You’ve made a decision on the type of hive that suits your needs. Excellent! That’s one tough decision out of the way. Next, you need to determine the best location for your hive. It’s unlikely you’ll have a spot that meets all of the bees’ ideals. The key is to find a spot that meets as many as possible. My yard has a lot of challenges and I’m still not certain I’ve found the best spot, but I am confident I will make it work.
Since beeswax is soft, gravity causes it to follow the grade of the land. To keep your bees happy with nice straight, even comb, you’ll want to find a location that is as flat as possible. This also makes it much easier for you to pull out the comb for inspection and harvest.
If the property on which the hive will be placed is very hilly or sloped, it’s perfectly acceptable to prop up the hive to make it level, just be sure that the props won’t sink, shift, or break as the weight of the hive increases with bees, comb, and honey. It’s all a lot heavier than you might think. Anticipate the prop(s) will need to hold up several hundred pounds.
Thankfully, my yard is relatively flat. The rest of the requirements are a lot tougher for me.
Wind, wet, and cold are bees’ worst enemies. Even in the warmest and driest climates, however, bees need protection from extreme heat and will need access to drinking water. In both cases, pay attention to typical wind direction, shade vs. sun areas, and any natural protective structures such as stonewalls.
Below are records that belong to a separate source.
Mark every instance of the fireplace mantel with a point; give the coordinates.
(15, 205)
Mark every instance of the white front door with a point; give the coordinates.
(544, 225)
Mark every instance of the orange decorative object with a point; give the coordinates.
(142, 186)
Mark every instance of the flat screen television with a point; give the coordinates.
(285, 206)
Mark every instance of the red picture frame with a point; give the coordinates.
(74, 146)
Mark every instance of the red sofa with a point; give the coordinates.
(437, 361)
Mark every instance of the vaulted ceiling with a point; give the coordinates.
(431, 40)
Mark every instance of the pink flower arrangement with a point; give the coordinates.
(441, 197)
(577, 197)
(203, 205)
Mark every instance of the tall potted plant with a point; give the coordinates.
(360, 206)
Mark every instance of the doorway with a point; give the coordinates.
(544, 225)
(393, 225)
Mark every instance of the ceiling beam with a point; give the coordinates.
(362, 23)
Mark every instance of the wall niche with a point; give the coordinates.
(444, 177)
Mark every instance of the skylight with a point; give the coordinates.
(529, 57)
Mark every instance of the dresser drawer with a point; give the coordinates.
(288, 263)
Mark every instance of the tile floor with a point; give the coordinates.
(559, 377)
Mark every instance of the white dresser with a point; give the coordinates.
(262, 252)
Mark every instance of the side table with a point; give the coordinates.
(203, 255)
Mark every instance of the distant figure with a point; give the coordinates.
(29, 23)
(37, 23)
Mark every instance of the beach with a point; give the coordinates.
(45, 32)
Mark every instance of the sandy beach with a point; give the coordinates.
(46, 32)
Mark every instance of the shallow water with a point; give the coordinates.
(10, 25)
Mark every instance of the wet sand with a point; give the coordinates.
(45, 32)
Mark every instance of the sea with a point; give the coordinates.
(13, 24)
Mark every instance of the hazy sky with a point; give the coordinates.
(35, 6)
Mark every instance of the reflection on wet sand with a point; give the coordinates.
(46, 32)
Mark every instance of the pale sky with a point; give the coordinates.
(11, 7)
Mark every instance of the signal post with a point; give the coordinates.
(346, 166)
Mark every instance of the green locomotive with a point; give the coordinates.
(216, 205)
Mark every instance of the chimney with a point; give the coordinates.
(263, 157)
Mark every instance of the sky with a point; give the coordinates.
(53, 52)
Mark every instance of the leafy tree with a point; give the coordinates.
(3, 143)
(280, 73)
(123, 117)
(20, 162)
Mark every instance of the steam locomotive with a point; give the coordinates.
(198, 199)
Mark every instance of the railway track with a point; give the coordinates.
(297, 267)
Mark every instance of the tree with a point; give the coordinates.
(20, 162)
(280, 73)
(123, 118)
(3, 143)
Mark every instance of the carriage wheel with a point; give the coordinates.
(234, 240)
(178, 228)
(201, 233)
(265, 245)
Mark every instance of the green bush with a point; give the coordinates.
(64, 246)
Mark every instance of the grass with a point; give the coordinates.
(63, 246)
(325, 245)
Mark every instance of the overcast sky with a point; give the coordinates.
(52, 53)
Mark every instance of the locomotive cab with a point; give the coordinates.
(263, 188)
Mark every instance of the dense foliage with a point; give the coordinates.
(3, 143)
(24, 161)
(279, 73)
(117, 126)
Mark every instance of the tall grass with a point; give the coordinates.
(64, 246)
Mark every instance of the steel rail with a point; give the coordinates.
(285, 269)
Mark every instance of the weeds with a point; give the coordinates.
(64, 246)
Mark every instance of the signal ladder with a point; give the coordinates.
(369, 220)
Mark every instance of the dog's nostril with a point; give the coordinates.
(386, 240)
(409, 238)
In cooler, damp climates, the hive will need to be situated so that wind and rain are unable to blow in the hive door. As winter approaches, it may be necessary to put insulation around the hive. For my top bar hive, I put a length of fiber glass insulation in a environmentally friendly garbage bag and place it under the roof on top of the bars. It’s also helpful to use a VOC-free paint such as Mythic or certain Behr options to paint the roof of the hive black to pull heat in. Another option is to wrap the hive in insulating foam boards.
To give the bees additional protection from wet and wind as Jack Frost approaches, it may be necessary to wrap the hive in a tarp or build a hay bale windbreak. If you’re fortunate enough to have a place in the hive location that will provide such protections naturally, even better! Sadly, I’m not so lucky and thus far, I’ve yet to provide enough protection for my bees.
In areas that don’t experience the same brutal winters as I do in NH, it may be necessary to protect your bees from excessive heat in the middle of the summer. Using a VOC-free paint such as those I used to paint the roof of my top bar hive black to paint the top of the hive white can help reflect some of the sun. Making use of any naturally occurring shade is also beneficial.
Just like humans, bees need water to survive, just not creating damp conditions in the hive. Particularly in hot climates or during dearth, bees are not able to get enough water from nectar alone. You can make a bee watering hole very easily using a shallow bowl and glass marbles such as those used in fish tanks. Place the marbles in the bowl and fill the water just below the top of the marbles. Bees will use the soft pads of their feet to land on the marbles and drink the water without drowning in it.
The entrance of the hive is a busy location. Bees coming and going in a hurry. This activity extends out about three feet from the hive entrance. I refer to this high traffic area as the bee landing strip.
Although honeybees won’t sting unless feeling threatened, minimizing human interference in this landing strip area will keep you, your family, and any other human visitors safe from stings by busy workers mistaking curiosity for intrusion.
You’ll also want to be sure you can approach the hive without entering this landing strip zone and perform hive inspections without walking through it. My hive is situated with the entrance facing the woods and the rear of the hive facing the yard and house, though I may need to move it for other reasons, but more on that in a future post.
Although it is possible to move a hive full of bees, wax, and honey during flight season, it is not recommended. Bees perceive the door of their hive as a fixed GPS point in space. Abruptly moving this will cause the bees to lose their bearings and never make it home again. Therefore, it’s important to pick a hive location with relative permanence.
Life happens, people move, and we’ll discuss how to move your hive in those circumstance down the road. What you don’t want is to put your hive in a location that is workable for warm months, but not for cool ones and would force you to have to move the hive in preparation for winter. Finding a location that works year-round will be physically easier for you and much less confusing for your bees.
By taking each of these factors into consideration when choosing a location for your hive, you ensure you’re giving your bees the best location possible. When I walked my yard looking for the best spot for my hive, I felt I was channeling the bee mind, just a little. I’m still not sure I’ve got the location right, but the bees and I will figure it out. My yard is a little tricky, and maybe yours is too. While it’s relatively flat, I’ve got a lot of shade and the because of how the house is situated on the lot, the wind and rain tend to swirl.
Even if you don’t find the perfect spot for your hive on the first attempt, keep at it and listen to your bees. Watch where they’re flying, make note of any places nearby that seem particularly attractive to them, and write it down. The bees know what they need and they’ll tell us if we’re willing to listen.